Les Justes de Trémel -5

L’été de tous les dangers…

     La mission baptiste de Trémel est sans cesse menacée au cours des dix mois qui précèdent la libération. La famille Lévy peut être à tout moment découverte ou dénoncée.

     Le hameau d’Uzel n’est pas du tout isolé. Il se situe sur la route communale qui rejoint le bourg de Trémel, assez proche, à Plouégat-Moysan. Quelques exploitations agricoles figurent dans les environs.  Les voisins de la mission sont habitués à voir souvent des étrangers y passer. Mais le va-et-vient s’est sérieusement ralenti durant la guerre.

Trémel, le temple, vue arrière, 1910

Le temple de Trémel, vu de l’arrière de l’édifice, avec ses accès privés, ainsi que la maison attenante. On distingue clairement sur le pignon les marques de rehaussement du toit. (extrait de Bullinger, The Story of the Breton Mission, 1910, p. 74).

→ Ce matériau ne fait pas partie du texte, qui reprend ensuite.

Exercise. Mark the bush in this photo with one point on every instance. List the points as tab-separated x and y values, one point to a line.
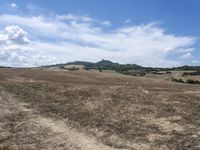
190	81
177	80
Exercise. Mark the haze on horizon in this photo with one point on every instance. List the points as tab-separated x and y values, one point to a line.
34	33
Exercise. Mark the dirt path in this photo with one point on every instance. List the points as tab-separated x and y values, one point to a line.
22	128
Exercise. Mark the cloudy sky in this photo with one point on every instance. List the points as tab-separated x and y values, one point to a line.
34	33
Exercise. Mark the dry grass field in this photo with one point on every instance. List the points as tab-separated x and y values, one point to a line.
89	110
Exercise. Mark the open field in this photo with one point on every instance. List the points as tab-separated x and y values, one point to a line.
44	109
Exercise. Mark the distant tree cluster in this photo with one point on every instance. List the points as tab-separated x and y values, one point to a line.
196	73
189	81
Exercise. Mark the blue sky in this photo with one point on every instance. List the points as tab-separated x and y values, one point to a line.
149	33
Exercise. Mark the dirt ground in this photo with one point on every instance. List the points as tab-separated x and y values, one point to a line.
95	111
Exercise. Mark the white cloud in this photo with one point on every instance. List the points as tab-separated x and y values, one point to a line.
187	55
128	21
13	5
16	34
106	23
63	38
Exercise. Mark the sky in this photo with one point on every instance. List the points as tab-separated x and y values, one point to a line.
156	33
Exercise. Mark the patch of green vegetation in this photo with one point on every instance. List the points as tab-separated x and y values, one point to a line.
190	81
177	80
196	73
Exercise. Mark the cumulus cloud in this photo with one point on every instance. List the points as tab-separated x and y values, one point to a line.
106	23
63	38
13	5
16	34
187	55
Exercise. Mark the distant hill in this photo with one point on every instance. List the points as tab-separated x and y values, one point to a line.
130	69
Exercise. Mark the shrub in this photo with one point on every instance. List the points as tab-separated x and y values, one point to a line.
177	80
190	81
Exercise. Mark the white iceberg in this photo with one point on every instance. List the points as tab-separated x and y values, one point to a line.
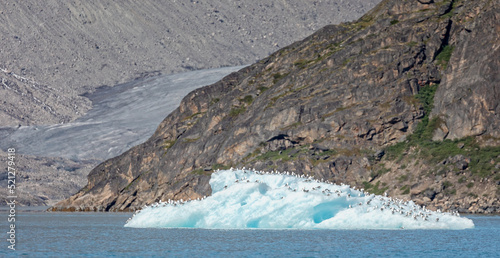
244	199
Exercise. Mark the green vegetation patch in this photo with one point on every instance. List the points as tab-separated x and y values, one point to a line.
278	76
237	111
248	99
482	159
443	58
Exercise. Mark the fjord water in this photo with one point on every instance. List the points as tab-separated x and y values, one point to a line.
42	234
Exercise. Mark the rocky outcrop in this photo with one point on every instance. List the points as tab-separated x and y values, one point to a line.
67	48
341	105
468	98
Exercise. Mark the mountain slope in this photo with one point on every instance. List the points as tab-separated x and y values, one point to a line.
54	51
351	103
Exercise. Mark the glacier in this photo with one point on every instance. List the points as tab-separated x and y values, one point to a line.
243	199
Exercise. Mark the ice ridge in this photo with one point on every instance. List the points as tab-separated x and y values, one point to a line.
244	199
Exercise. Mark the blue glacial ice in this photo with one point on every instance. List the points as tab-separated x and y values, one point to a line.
252	199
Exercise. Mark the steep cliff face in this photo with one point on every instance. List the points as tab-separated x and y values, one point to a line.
54	51
341	105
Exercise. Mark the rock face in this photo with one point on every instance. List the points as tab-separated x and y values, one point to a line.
335	106
54	51
469	97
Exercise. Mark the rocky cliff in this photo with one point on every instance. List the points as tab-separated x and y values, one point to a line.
403	101
54	51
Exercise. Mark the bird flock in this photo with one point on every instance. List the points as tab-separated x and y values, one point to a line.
356	199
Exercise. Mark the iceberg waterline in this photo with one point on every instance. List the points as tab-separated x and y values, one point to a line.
252	199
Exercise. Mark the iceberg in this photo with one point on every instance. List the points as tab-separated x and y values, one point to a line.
243	199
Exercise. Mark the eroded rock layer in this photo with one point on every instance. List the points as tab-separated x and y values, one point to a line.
351	103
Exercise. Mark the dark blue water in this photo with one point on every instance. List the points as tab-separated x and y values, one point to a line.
102	234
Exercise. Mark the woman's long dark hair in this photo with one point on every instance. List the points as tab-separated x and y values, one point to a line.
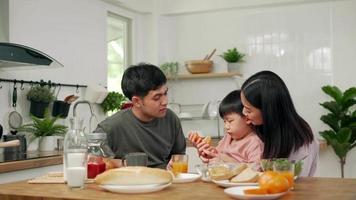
283	130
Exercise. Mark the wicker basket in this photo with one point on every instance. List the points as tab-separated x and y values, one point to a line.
199	66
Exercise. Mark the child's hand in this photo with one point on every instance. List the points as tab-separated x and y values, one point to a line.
208	153
194	138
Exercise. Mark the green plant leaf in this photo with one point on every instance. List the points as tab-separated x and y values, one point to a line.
332	106
333	92
343	135
40	94
328	135
43	127
233	56
331	120
113	102
348	103
349	94
341	149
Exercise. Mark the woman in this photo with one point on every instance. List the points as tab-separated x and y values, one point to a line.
268	106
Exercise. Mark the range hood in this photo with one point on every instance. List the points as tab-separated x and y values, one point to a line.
16	55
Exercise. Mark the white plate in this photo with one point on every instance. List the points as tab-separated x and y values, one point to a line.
227	183
135	188
238	193
186	178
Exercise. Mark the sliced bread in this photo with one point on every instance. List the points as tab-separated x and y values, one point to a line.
246	176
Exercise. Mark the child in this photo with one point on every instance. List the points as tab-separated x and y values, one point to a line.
240	143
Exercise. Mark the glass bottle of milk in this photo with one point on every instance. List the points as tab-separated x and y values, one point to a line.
75	155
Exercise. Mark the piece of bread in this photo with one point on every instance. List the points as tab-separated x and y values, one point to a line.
134	176
207	140
246	176
220	173
238	169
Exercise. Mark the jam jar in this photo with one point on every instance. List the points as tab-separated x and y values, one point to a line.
98	154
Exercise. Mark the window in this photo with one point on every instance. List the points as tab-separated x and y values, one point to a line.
118	47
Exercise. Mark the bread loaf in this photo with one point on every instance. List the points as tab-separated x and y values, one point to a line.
238	169
134	176
246	176
220	173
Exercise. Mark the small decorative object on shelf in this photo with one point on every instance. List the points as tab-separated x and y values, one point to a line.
233	57
170	69
199	66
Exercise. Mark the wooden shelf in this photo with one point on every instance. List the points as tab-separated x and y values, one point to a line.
206	75
32	163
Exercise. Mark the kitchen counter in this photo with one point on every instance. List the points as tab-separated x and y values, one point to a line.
305	188
19	161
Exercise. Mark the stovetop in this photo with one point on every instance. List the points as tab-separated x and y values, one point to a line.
17	156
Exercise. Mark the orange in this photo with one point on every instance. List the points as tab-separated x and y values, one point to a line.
265	177
289	176
277	184
256	191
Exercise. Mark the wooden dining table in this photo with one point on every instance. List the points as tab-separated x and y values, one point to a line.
305	189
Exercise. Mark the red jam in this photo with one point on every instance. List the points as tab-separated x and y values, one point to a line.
95	168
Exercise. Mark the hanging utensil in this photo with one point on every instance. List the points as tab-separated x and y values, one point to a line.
15	118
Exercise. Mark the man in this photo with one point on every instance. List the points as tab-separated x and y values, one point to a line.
148	126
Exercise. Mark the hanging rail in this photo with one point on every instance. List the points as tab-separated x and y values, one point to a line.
41	82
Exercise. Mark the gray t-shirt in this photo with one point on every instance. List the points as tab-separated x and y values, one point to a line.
159	139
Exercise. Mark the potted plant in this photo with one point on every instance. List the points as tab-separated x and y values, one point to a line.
233	57
113	102
45	131
170	69
342	121
40	97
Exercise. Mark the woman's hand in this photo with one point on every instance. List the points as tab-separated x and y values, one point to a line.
208	152
194	138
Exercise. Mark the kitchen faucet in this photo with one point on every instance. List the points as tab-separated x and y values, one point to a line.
92	115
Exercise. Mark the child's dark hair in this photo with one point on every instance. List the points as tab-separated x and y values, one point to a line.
231	104
140	79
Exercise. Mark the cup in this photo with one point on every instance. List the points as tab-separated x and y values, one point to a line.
286	169
179	164
76	168
202	170
135	159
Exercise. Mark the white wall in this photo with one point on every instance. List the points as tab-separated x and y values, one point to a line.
308	43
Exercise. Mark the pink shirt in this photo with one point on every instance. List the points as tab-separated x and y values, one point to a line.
246	150
309	154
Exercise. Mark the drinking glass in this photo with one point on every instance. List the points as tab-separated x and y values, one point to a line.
286	169
179	164
135	159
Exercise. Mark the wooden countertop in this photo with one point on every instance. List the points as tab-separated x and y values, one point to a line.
305	188
45	159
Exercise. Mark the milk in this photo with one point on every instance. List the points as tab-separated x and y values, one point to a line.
76	159
76	168
76	176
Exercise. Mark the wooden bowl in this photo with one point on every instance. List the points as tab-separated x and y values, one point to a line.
199	66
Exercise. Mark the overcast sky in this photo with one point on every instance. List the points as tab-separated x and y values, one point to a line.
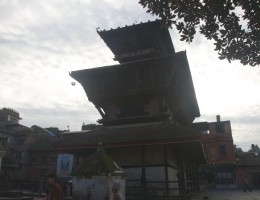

     La famille Lévy, bientôt rejointe par la famille Kaufmann, les oncle et tante de Mazalto, est logée non loin de la façade arrière du temple dans un local vétuste. D’après le témoignage de Rachel Le Quéré Tarassenko, ils y résidaient seulement en l’absence de danger apparent. Leur refuge ultime était une sorte de faux grenier accessible entre le plafond du temple et la toiture de l’édifice. Le lieu de culte édifié par le pasteur John Jenkins dans les années 1860 avait été surélevé trente ans après par Guillaume Le Coat le directeur de la mission.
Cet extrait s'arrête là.